Sick leave under this new law can be taken after 90 days of employment. The sick leave can be taken for diagnosis, care or treatment of an existing health condition or preventative care for employee or employee’s family member. Further sick leave may be taken if the employee is a victim of domestic violence, stalking or sexual assault.
Employers subject to the law must take steps to comply, such as:
- Review your existing sick leave policy to insure it meets or exceeds the requirements of the “Healthy Workplaces, Healthy Families Act of 2014” in terms of accrual, use and compensation of employees.
- Notice requirements in the law require employers to provide individual written notice at the time of hiring of the accrual of sick leave, use of sick leave and the fact an employee may not be terminated for requesting sick leave and may file a complaint for retaliation in the event of such an action. [See Labor Code §2810.5, as amended.]
- Posting requirements in the law require a similar notice as on the individualized notice requirements above to be included on prominent and conspicuous workplace postings. [See Labor Code §226, as amended.]
- Record keeping requirements impose a three (3) year period for maintenance of records documenting the hours worked and paid sick days accrued.
- Set a minimum increment for use of sick leave not to exceed two (2) hours for the use of paid sick leave.
- Eliminate any policy that requires an employee to find his or her own replacement worker for days covered by paid sick leave under the Act.
Unanswered questions in this new law exist.

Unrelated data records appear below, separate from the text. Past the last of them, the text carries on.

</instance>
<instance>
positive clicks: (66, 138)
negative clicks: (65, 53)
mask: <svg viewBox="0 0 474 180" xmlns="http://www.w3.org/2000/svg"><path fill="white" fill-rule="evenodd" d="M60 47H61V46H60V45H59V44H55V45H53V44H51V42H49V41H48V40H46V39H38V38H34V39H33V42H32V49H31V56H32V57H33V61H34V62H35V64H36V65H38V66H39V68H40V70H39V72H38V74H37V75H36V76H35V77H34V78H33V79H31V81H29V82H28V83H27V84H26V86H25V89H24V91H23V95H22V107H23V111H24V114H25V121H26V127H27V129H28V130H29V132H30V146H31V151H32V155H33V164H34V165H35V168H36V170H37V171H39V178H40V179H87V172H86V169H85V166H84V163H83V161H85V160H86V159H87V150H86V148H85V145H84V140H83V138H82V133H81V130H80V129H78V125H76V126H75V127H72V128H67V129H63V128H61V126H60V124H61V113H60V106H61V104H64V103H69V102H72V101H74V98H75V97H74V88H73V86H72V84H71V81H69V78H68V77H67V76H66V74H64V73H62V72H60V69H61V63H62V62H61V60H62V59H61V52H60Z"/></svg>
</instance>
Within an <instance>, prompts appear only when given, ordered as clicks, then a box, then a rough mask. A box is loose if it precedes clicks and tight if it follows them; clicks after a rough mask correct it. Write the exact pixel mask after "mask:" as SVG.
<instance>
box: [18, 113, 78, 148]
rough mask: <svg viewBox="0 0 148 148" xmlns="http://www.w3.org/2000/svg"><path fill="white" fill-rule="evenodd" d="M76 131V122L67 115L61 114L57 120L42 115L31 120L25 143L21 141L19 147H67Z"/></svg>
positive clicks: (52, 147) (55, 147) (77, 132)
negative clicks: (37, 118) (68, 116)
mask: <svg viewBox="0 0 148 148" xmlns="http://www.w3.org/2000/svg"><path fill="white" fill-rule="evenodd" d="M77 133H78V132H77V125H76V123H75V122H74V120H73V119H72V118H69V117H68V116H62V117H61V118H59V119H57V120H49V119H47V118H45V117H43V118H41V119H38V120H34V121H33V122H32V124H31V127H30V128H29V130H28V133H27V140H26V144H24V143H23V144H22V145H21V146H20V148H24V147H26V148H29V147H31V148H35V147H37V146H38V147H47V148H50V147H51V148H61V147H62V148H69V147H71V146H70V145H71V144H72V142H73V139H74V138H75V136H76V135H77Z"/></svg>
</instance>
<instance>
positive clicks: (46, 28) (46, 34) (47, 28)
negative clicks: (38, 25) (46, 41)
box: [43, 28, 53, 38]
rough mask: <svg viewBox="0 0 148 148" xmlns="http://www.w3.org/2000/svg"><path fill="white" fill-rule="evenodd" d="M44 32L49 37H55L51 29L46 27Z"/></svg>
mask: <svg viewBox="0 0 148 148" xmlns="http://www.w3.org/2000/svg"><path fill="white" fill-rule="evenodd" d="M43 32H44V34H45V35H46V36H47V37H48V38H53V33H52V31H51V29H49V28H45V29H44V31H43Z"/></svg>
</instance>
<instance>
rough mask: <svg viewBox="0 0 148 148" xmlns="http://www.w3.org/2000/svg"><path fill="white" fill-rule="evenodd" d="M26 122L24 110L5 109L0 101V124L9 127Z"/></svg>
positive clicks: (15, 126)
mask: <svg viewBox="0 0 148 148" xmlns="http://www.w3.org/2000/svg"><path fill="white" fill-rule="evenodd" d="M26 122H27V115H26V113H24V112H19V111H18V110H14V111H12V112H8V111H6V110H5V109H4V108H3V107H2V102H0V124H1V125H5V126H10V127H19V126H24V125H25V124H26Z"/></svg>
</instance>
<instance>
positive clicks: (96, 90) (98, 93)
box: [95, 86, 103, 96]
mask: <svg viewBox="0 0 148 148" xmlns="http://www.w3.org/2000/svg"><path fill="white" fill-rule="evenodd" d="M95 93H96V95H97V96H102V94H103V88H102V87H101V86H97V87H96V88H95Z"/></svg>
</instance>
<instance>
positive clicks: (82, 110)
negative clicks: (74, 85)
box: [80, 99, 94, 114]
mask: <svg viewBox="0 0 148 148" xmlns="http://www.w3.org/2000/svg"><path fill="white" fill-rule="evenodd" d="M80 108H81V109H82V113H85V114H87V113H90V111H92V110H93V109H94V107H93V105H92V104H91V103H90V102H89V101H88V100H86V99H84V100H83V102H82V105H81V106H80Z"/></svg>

There is no requirement that an employee must provide documentation concerning sick leave taken. Therefore, unless there is a requirement under other provisions of law (California Family Rights Act, Pregnancy Leave Act or Workers Compensation), no such medical documentation should be requested. Of course this could change depending on what regulations are issued by the Labor Commissioner concerning the implementation of the new law.
The law also broadly defines the term “family member” beyond the definition for California’s existing Kin Care law [California Labor Code §233] as well as the California Family Rights Act. Further, the law does not mention the California Labor Code §233 provision that only six (6) months of accrued and available sick leave entitlement can be used for a family member’s illness nor Labor Code §234 penalty provisions for violation of Labor Code §233. These issues will no doubt be addressed as time goes on, but for now employers must take a cautious approach to conforming to the new law given the penalties associated with non-compliance.
In this regard, the Labor Commissioner is authorized by the new statute to enforce the law, investigate alleged abuses or violations and order appropriate relief. Either the Labor Commissioner or the Attorney General can bring a civil action against persons violating the Act.
Employers should consult counsel or human resource professionals to insure that they are subject to the law and properly comply.